The equation of a straight line takes the form y=mx+c, where m is the gradient (slope) of the line and c the y-intercept (The value of y where the line crosses the y-axis). The values of m and c can be calculated if two points on the line are known. If these points are denoted by (x_{1},y_{1}) and (x_{2},y_{2}), then y_{1}=mx_{1}+c and y_{2}=mx_{2}+c. From this, it follows that y_{2}-y_{1}=m(x_{2}-x_{1}). The value of m can now be found. To find c, insert the known values into the equation for y_{1} or y_{2} and rearrange.

A quadratic equation is one of the form y=ax²+bx+c, where a, b and c denote constants. The resulting curve is a parabola. Equations of the form y=f(x) in which f(x) consists only of powers of x and a pure number are termed polynomials. Polynomial equations in which the highest power of x is 3, 4 or 5 are cubic, quartic and quintic equations respectively.
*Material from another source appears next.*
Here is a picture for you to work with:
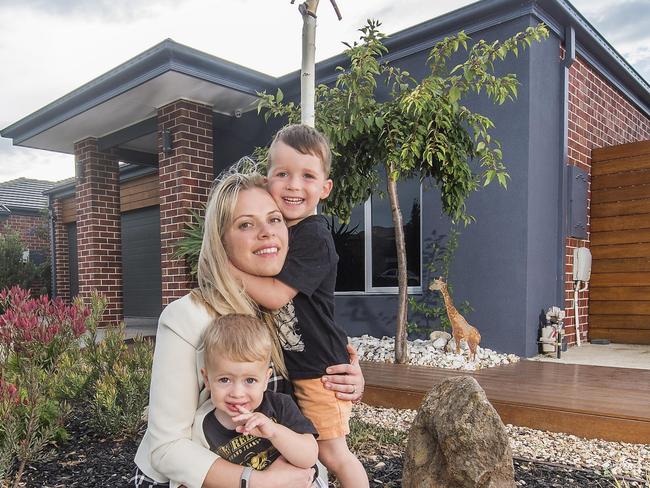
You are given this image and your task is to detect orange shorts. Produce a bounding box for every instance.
[292,377,352,441]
Consider a circle of radius r and centre (0,0). If the radius is the hypotenuse of a right-angled triangle (The side not touching the right angle), and (x,y) denotes a point on the circumference, Pythagoras' Rule states that x²+y²=r². Now move the centre to (a,b). The x coordinate, to take an example, of the point (x,y) is now *a* units greater than the length of the horizontal side of the triangle. To return to the dimensions of the triangle, therefore, the equation of the circle must be written as (x-a)²+(y-b)²=r².

Imagine that the equation is written in the form x²+ax+y²+by=c. This can be rewritten as (x+0.5a)²-0.25a²+(y+0.5b)²-0.25b²=c, then as (x+0.5a)²+(y+0.5b)²=0.25a²+0.25b²+c, where 0.25a²+0.25b²+c=r². This technique is called *completing the square*.
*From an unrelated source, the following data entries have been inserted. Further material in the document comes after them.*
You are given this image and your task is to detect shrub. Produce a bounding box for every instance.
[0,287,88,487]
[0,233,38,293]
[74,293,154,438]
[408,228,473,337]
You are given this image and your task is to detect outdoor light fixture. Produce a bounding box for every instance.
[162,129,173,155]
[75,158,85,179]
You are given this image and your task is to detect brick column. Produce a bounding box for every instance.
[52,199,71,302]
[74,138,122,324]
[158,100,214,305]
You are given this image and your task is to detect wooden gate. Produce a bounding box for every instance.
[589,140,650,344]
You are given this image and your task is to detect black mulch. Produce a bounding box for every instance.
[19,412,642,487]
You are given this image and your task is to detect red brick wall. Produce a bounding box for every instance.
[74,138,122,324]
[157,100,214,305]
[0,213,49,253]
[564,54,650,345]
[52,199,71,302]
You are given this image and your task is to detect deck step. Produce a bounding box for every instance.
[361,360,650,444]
The equation of an ellipse is of the form x²/a²+y²/b²=1. The centre of this ellipse is at (0,0), so the foci can be denoted by (-α,0) and (α,0). The lines d_{1} and d_{2} connect the foci to a point on the ellipse. The sum of the lengths of these lines is constant, so let us consider the points where the ellipse crosses the positive axes. At (a,0), d_{1}=a+α and d_{2}=a-α. Therefore, d_{1}+d_{2}=2a. At (0,b), d_{1}=d_{2}=√(α²+b²). Therefore, d_{1}+d_{2}=2√(α²+b²). Combining the equations gives 2a=2√(α²+b²), and rearranging gives α=√(a²-b²). Another equation is α=a∊, where ∊ denotes the eccentricity.

The equation of a hyperbola is of the form x²/a²-y²/b²=1. Rearranging this gives y=(b/a)√(x²-a²). The hyperbola gets closer to the asymptotes (The lines it does not cross) as x→∞ or -∞. There, √(x²-a²)≈√(x²), which in turn equals x or -x. As our hyperbola is centred at (0,0), the gradients of the asymptotes are therefore b/a and -b/a. A hyperbola is rectangular if a=b.

To find the intersection(s) of two lines, one can start by writing both equations in terms of the same variable, for example x. This gives equations of the form x=f_{1}(y) and x=f_{2}(y). If two quantities both equal x (or the same function of x), they must also be equal to each other. Therefore, f_{1}(y)=f_{2}(y). Now write this equation in terms of y. This technique only works where both the x and y values are the same for both lines, so one now has the y coordinate(s) of the intersection(s). Finally, substitute for y in either of the original equations to find the x coordinate(s).